Character Analysis
Andrey is the only son in the Prozorov family. Because of the whole universal belief that men represent the future, this means that at the beginning of the play everyone is super pumped on him. Just wait, ladies.
Anyway, like Irina, he has a really clear arc in the play, transitioning from ambition and resolve to despair and resignation. As the family genius, Andrey is subjected to both the terribly high expectations of his sisters and their relentless teasing. He's a solitary guy, usually coming and going through the large group scenes. When the girls harass him for his crush on Natasha, he starts sweating. "Will you all please stop it," he begs (1.139). He seems to like Natasha because she's the opposite of his sisters, "so sweet and so ordinary" (1.223). Famous last words (at least, in nineteenth-century Russia).
Natasha's ordinariness—read, lower-middle-class values—becomes a huge problem just a couple years later, though, after the birth of their first child. She prattles on about the baby and Andrey simply isn't interested. It's funny and also kind of sad when he spills out his troubles to Ferapont, the deaf old worker. "How funny life is," he muses, "Today I had nothing to do, I was bored, I picked up this book—my old lecture notes from the university—and I started to laugh" (2.20). Geez, we hope we never feel that way about school.

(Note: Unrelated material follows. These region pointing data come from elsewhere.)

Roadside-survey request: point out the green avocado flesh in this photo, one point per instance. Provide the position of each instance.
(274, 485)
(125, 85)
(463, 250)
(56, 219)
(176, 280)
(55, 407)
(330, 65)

The ambitions Andrey had in Act I have totally fallen away and he slips more and more into irrelevance. Out of a need for some entertainment, he begins gambling. Finally coming clean to his sisters—whom he has always respected and feared—he admits, "I mortgaged this house, and I didn't get your permission. It's my fault and I'm sorry and I ask you to forgive me. I had to do it because I owed a lot of money—thirty-five thousand" (3.121). Whoa, dude. When his sisters don't say anything, he rambles on and cries over his unhappiness, and their shared unhappiness, with Natasha. Should have stuck with the higher education thing, bro.
At the end of the play, Andrey seems old well before his time. He walks back and forth with the baby carriage. Natasha intermittently entertains her lover in the house while Andrey sits idly by, and if that weren't enough already, she yells at him to be quiet. Chebutykin's sage advice? "Put on your hat, pick up your stick, and get out of here. Don't look back. And the farther away you get, the better" (4.78).
We don't have to worry about little Bobik and Sophie, though. It's clear that Andrey's not going anywhere. Not that anyone would be much worse off if he did. And he, for one, would sure as heck be a bit better. (But then, we could say that about pretty much everyone in the play.)